Take the example of quality drama. ITV have consistently demonstrated recently that they just can't do this, and have basically given up. There was quite a stir around Christmas when Sky (who must have vastly more money to play with than the Beeb, but seem to spend most of it on the right to broadcast football matches) managed to produce a vaguely serious dramatised adaptation of a fairly popular book and people thought it was actually quite good.
Or, if you want to compare schedules, let's look at ITV's from 6pm tonight:
First hour is news & current affairs
Then it's Emmerdale and Corrie, half an hour each (formats 34 and 46 year sold respectively)
20:00-20:30 DIY RIP: Tonight (documentary)
20:30-22:30 Midsomer Murders (10 year-old format)
22:30-23:00 More news
23:00:-00:00 Jack Osbourne: Adrenaline Junkie II
That's two programmes or 90 minutes of TV which isn't news, a repeat, or a "rehash of an old format" - the same as your assessment of BBC1 (and I think even Jack Osbourne may be a repeat as I think it aired on ITV2 first). And if you look beyond midnight, there's four hours of that pearl in the cultural TV crown: gambling telly (I won't dignify it with the description "quiz TV").

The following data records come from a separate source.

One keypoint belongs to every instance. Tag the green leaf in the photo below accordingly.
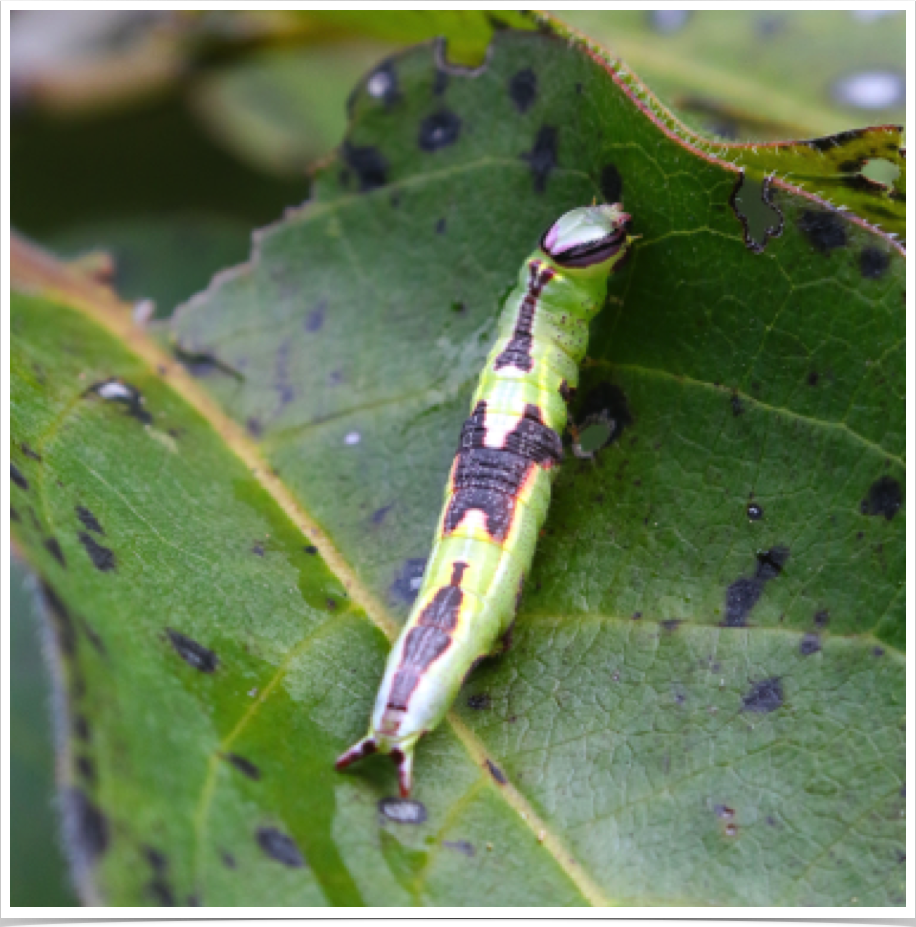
(813, 72)
(705, 702)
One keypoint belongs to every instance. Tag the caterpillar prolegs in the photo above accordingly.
(498, 490)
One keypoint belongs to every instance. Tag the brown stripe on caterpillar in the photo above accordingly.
(517, 352)
(427, 642)
(530, 438)
(490, 480)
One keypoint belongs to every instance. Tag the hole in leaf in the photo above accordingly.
(752, 206)
(880, 170)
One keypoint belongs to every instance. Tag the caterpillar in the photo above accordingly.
(498, 490)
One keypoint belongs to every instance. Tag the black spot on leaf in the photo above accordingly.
(743, 594)
(17, 477)
(543, 157)
(192, 653)
(810, 643)
(245, 767)
(279, 846)
(885, 497)
(873, 263)
(102, 557)
(825, 230)
(407, 583)
(368, 164)
(764, 696)
(403, 810)
(90, 522)
(86, 824)
(611, 184)
(607, 400)
(496, 772)
(439, 131)
(52, 546)
(523, 89)
(770, 562)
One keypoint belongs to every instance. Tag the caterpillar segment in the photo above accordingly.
(498, 490)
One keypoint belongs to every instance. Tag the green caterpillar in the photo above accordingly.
(499, 488)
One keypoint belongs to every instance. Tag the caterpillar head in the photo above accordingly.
(590, 238)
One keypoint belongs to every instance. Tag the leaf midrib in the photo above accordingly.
(33, 272)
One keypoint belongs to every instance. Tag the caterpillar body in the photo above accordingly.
(498, 490)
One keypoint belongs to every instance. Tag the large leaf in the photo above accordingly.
(705, 702)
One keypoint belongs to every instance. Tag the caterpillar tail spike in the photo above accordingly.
(401, 755)
(498, 491)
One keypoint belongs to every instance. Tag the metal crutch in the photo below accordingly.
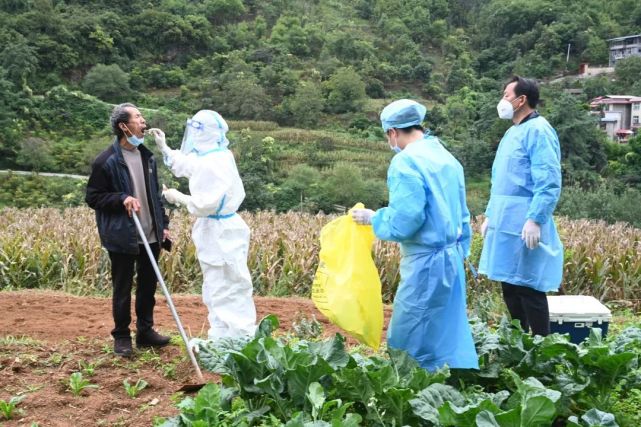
(170, 303)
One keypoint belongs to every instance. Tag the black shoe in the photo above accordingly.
(151, 338)
(122, 347)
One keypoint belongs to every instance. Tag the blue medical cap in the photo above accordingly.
(402, 113)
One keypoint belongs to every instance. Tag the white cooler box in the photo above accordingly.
(576, 315)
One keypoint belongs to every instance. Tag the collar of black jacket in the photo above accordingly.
(145, 152)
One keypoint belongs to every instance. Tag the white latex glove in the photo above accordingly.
(362, 216)
(531, 234)
(159, 137)
(484, 227)
(174, 196)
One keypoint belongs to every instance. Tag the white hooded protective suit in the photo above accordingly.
(220, 235)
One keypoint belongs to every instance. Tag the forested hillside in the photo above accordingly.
(302, 83)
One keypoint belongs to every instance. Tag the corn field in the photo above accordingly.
(60, 250)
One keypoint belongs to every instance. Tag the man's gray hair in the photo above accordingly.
(120, 114)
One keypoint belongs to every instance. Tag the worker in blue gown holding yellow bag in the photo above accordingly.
(522, 249)
(427, 214)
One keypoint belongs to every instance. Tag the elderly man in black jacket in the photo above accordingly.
(124, 179)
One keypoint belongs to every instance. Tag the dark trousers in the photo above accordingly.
(529, 306)
(122, 275)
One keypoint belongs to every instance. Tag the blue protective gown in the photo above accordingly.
(428, 216)
(526, 184)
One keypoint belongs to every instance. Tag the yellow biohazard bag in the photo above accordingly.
(347, 288)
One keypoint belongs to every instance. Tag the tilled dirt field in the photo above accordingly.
(46, 336)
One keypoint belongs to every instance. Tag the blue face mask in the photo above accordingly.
(133, 139)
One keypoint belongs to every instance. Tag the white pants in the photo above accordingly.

On another of your points: when comparing YouTube to BBC TV or in fact any mainstream TV channel in terms of viewing figures you should at least take in to account the reachable audience. That Torchwood first episode you cite was broadcast on a digital channel, which means that 30% of UK households didn't have the equipment to get it. 2.4 million viewers out of a potential 42 million compares quite well against 100 million out of probably around 2 billion people able to watch YouTube. Even then you're not comparing like with like because you're only looking at one fixed-schedule BBC TV channel out of four, and trying to compare it to people choosing the content they want out of a vast range immediately available. That's without considering the differences in technical quality of programmes available to view on YouTube compared to conventional TV. This isn't intended to diss YouTube - I enjoy watching some hard-to-find stuff on it from time to time (did anyone say "repeats"?) - just to point out that your attempted comparison isn't particularly valid.